C32B-02
Assessing the Sensitivity of Satellite-Derived Estimates of Ice Sheet Mass Balance to Regional Climate Model Simulations of Snow Accumulation and Firn Compaction
Wednesday, 16 December 2015: 10:35
3007 (Moscone West)
Kate Briggs, University of Leeds, Leeds, LS2, United Kingdom
Abstract:
Surface mass balance (SMB) estimates from Regional Climate Models (RCMs) are fundamental for assessing and understanding ice sheet mass trends. Mass budget and altimetry assessments rely on RCMs both directly for estimates of the SMB contribution to the total mass trend, and indirectly for ancillary data in the form of firn compaction corrections. As such, mass balance assessments can be highly sensitive to RCM outputs and therefore their accuracy. Here we assess the extent to which geodetic measurements of mass balance are sensitive to RCM model outputs at different resolutions. We achieve this by comparing SMB dependent estimates of mass balance from the mass budget method and altimetry, with those from satellite gravimetry that are independent of SMB estimates. Using the outputs of the RACMO/ANT 2.3 model at 5.5 km and 27 km horizontal spatial resolution, we generate estimates of mass balance using the mass budget method and altimetry for the Western Palmer Land region of the Antarctic Peninsula between 2003 and 2014. We find a 19% increase in the long-term (1980 to 2014) mean annual SMB for the region when enhancing the model resolution to 5.5 km.
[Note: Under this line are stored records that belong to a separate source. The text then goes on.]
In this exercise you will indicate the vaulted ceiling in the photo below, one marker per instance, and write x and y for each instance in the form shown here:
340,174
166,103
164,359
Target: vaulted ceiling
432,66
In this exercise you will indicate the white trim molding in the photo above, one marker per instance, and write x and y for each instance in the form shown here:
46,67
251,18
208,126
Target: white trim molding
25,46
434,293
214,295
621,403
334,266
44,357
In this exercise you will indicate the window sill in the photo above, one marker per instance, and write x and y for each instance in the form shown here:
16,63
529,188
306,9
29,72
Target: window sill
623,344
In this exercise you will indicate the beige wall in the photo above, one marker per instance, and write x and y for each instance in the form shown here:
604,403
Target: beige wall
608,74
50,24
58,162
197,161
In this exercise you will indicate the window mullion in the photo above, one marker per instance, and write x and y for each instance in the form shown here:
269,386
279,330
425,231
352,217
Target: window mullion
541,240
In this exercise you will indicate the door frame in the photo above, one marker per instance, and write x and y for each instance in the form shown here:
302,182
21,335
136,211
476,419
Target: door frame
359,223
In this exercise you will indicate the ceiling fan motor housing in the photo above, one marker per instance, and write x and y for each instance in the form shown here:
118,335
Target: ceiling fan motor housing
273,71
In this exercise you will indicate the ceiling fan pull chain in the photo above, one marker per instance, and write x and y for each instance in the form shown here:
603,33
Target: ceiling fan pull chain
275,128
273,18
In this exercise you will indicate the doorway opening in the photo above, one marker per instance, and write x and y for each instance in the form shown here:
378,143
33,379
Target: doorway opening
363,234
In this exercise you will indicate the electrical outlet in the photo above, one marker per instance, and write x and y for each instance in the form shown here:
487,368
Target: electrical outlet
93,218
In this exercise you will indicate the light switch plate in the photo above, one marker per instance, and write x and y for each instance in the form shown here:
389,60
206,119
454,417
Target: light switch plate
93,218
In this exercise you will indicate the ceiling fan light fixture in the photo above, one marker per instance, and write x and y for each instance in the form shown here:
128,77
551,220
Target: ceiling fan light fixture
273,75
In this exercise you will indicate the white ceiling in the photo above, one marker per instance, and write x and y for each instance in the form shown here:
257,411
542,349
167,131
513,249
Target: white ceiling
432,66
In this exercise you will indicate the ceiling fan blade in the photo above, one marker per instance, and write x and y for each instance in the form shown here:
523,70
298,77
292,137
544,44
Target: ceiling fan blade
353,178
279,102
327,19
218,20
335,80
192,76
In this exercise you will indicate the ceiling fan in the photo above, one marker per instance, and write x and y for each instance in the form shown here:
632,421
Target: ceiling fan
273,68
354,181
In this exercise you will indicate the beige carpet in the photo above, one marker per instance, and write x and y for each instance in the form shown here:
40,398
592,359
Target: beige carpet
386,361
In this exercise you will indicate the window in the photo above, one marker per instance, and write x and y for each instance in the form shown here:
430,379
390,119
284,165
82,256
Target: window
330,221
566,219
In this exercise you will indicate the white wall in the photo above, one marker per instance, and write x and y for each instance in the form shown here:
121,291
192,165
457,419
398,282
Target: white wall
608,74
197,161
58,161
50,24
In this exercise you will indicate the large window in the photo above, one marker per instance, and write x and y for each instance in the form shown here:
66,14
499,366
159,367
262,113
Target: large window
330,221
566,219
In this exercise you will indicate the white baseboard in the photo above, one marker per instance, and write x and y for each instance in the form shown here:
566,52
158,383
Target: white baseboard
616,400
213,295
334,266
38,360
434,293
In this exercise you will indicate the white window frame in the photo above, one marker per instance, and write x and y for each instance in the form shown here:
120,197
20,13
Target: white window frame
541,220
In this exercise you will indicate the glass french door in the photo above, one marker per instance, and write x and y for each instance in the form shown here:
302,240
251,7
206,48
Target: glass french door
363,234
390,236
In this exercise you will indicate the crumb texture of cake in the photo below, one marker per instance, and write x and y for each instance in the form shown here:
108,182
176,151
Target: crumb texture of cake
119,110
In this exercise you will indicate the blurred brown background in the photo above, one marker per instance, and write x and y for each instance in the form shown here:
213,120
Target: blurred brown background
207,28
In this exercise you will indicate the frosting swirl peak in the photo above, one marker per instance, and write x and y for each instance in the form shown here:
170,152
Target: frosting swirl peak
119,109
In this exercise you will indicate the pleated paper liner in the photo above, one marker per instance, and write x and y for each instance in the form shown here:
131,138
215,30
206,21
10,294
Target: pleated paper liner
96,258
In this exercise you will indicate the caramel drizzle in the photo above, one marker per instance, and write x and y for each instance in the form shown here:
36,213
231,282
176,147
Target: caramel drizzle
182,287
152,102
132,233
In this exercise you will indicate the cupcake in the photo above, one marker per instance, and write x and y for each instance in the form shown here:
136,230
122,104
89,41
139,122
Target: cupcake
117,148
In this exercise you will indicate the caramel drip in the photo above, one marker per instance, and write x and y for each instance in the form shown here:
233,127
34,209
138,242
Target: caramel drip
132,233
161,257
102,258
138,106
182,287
This translates into an approximate 50% reduction in the total mass loss from 2003 to 2014 calculated with the mass budget method and a 15% increase in the altimetry estimate. The use of the enhanced resolution product leads to consistency between the estimates of mass loss from the altimetry and the mass budget method that is not observed with the coarser resolution product, in which estimates of cumulative mass fall beyond the relative errors. Critically, when using the 5.5 km product, we find excellent agreement, both in pattern and magnitude, with the independent estimate derived from gravimetry. Our results point toward the crucial need for high resolution SMB products from RCMs for mass balance assessments, particularly in regions of high mass turnover and complex terrain as found over the Antarctic Peninsula.